In 2010, UNITAID allocated US$ 156 million to the Clinton Health Access Initiative (CHAI), formerly the Clinton HIV/AIDS Initiative, to supply enough second-line medicines (used when patients develop resistance to their first treatment) to treat 126 000 people, including antiretrovirals to improve first-line regimens, and enough AIDS treatments to treat 330 000 children in 40 developing countries. Of the full amount, approximately 1% (US$ 1.5 million) will cover administrative costs and staff salaries. CHAI raises an additional US$ 10–15 million to provide technical assistance and support to national AIDS programmes, in order to ensure that patients receive their treatments. The collaboration between UNITAID and CHAI began in November 2006 – 375 000 adults and children were being treated with UNITAID funds at the end of 2009. UNITAID allocated a ceiling budget of US$ 458 million for improved paediatric and second-line treatments through 2010.

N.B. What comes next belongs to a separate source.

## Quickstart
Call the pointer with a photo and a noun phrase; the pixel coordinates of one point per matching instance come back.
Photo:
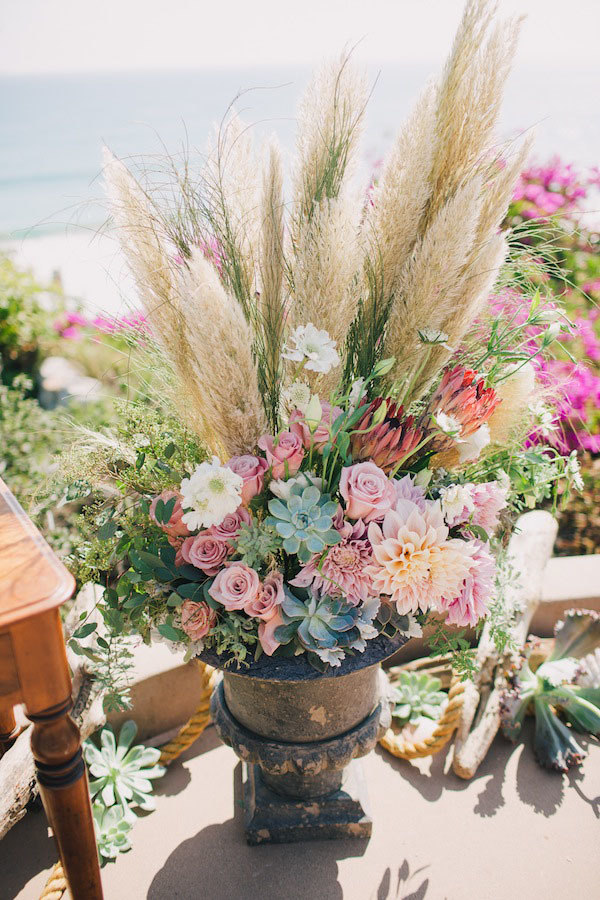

Among the principal results the partnership has achieved are:

  • eight out of ten children on AIDS treatment are being treated thanks to this partnership;
  • a market has been created for child-friendly AIDS medicines where none existed before, achieving cumulative price reductions of up to 80% on leading paediatric HIV/AIDS medicines;
  • a sharp reduction in the price of the antiretroviral treatments since 2006. The annual cost of a second-line regimen has been reduced from US$ 1500 in 2006 to US$ 450 in 2011, and for paediatric regimens, from US$ 200 to US$ 66 in 2009. UNITAID has made the money go further – more people are treated with the same funds;
  • the introduction of improved antiretroviral formulations, such as fixed-dose combinations for children (three-in-one pills), which are easier to take and ensure better therapy;
  • early infant diagnosis, which facilitates earlier access to treatment.